Le débat sur les voitures électriques prend une nouvelle tournure au Québec. Alors que les rabais publics tentent encore de convaincre les automobilistes de changer de technologie, Antoine Joubert croit que cette aide fausse le marché.
Selon le chroniqueur automobile, retirer les crédits permettrait aux fabricants d’écouter enfin la demande réelle, plutôt que de suivre une direction imposée par les gouvernements. (via PetitPetitGamin)
Antoine Joubert
Interrogé sur la possibilité d’abolir les subventions de Roulez vert, Antoine Joubert n’a pas hésité : « Totalement. » À ses yeux, l’intervention gouvernementale ne garantit pas que les consommateurs achètent le véhicule qui leur convient. Elle peut plutôt encourager les constructeurs à produire les modèles favorisés par les politiques publiques, même si ces modèles ne répondent pas pleinement aux besoins des familles.
Son raisonnement est simple. Si les crédits disparaissent, les fabricants devront proposer des véhicules capables de séduire par leur prix, leur autonomie, leur espace et leur polyvalence. « Les constructeurs vont s’ajuster », affirme-t-il. Une marque qui offrirait uniquement de petites voitures coûteuses risquerait alors de perdre des clients au profit d’une concurrente mieux adaptée à la réalité des automobilistes québécois.

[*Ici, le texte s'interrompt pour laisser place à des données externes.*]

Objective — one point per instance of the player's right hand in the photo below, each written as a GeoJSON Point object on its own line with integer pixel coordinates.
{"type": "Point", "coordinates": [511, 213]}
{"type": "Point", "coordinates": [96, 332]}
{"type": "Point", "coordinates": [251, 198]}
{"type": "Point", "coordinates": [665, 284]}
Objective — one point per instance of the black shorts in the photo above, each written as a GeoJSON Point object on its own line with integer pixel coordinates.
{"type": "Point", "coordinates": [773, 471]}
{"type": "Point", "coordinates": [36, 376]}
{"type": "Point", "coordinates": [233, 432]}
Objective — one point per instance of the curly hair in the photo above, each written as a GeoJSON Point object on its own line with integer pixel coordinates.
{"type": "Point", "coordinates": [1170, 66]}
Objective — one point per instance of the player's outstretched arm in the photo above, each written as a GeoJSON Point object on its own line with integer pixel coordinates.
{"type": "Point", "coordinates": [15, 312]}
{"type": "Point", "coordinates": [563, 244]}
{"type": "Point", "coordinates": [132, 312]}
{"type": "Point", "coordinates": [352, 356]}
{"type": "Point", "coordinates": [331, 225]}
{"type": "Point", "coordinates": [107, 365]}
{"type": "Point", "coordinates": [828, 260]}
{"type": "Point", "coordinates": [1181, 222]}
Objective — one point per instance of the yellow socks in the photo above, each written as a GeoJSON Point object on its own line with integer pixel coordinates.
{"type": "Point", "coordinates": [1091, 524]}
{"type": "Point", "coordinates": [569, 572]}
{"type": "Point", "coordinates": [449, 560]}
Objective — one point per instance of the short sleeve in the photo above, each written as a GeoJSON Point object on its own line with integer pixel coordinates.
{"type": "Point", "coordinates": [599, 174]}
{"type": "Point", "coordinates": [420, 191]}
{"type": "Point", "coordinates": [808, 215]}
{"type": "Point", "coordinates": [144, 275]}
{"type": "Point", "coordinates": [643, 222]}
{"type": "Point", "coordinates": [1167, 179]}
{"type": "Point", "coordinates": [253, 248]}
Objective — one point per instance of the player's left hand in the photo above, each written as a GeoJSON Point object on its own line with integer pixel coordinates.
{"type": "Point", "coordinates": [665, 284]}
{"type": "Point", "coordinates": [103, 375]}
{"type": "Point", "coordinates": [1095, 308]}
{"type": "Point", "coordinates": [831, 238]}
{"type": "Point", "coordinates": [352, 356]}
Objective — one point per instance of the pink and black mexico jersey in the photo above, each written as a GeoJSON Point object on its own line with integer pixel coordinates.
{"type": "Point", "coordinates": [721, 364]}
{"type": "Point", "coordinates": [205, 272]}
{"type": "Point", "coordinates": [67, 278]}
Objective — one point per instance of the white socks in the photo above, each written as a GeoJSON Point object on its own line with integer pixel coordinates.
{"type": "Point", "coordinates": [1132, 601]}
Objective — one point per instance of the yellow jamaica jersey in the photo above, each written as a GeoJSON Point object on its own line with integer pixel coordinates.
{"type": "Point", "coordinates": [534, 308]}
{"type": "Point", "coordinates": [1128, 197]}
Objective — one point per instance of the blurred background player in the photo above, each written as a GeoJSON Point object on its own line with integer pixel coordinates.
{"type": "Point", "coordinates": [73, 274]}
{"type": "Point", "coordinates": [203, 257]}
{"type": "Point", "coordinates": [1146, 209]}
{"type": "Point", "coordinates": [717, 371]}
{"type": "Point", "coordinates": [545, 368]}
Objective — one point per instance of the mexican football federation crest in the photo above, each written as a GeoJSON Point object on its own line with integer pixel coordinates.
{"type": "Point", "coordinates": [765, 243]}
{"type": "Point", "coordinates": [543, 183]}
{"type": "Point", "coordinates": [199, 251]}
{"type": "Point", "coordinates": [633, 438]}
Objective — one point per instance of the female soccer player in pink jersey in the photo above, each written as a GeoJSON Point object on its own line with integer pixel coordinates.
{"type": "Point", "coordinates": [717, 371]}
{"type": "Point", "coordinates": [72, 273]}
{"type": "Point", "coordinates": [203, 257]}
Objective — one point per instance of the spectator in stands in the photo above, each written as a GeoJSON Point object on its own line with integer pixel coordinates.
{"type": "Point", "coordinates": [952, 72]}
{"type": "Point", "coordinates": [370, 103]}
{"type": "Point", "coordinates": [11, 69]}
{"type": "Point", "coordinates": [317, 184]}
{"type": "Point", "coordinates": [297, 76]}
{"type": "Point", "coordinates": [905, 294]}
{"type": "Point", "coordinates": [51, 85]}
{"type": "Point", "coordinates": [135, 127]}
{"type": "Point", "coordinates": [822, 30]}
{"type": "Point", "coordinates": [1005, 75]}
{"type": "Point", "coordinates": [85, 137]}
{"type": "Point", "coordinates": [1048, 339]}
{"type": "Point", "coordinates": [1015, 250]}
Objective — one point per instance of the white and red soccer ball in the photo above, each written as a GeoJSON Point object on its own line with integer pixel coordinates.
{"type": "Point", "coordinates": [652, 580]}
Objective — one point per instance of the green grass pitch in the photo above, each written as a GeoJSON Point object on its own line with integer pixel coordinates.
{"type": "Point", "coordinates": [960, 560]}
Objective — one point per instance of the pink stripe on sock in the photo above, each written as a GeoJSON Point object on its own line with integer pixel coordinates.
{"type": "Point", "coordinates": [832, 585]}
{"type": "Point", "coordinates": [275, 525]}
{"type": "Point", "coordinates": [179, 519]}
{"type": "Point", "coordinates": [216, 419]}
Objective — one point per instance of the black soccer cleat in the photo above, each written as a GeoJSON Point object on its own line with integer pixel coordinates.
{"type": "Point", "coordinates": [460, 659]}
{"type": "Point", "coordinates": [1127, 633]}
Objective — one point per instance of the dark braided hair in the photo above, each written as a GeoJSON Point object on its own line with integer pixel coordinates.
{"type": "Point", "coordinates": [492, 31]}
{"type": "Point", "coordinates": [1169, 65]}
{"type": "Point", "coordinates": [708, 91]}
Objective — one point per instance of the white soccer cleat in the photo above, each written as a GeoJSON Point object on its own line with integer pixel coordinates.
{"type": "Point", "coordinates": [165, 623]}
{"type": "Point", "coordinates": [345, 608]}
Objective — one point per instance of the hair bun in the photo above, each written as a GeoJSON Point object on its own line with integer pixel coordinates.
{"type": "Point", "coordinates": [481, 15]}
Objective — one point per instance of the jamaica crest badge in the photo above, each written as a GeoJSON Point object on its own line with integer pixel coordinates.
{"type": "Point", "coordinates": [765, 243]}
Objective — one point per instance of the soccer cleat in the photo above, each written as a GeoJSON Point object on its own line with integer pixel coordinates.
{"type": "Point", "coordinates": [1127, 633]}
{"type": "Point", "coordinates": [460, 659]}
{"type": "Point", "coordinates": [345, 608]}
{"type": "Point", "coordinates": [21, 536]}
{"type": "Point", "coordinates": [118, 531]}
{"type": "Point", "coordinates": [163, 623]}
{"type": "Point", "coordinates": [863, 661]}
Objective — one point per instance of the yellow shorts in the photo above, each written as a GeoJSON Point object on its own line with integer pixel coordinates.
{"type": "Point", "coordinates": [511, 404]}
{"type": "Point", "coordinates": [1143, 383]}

Cette logique arrive dans un contexte où l’aide provinciale diminue rapidement. En 2026, le rabais maximal pour une voiture entièrement électrique neuve est de 2 000 $, alors qu’il atteignait 7 000 $ auparavant. Le programme québécois doit prendre fin après 2026, tandis que l’aide fédérale peut atteindre 5 000 $ pour certains modèles admissibles.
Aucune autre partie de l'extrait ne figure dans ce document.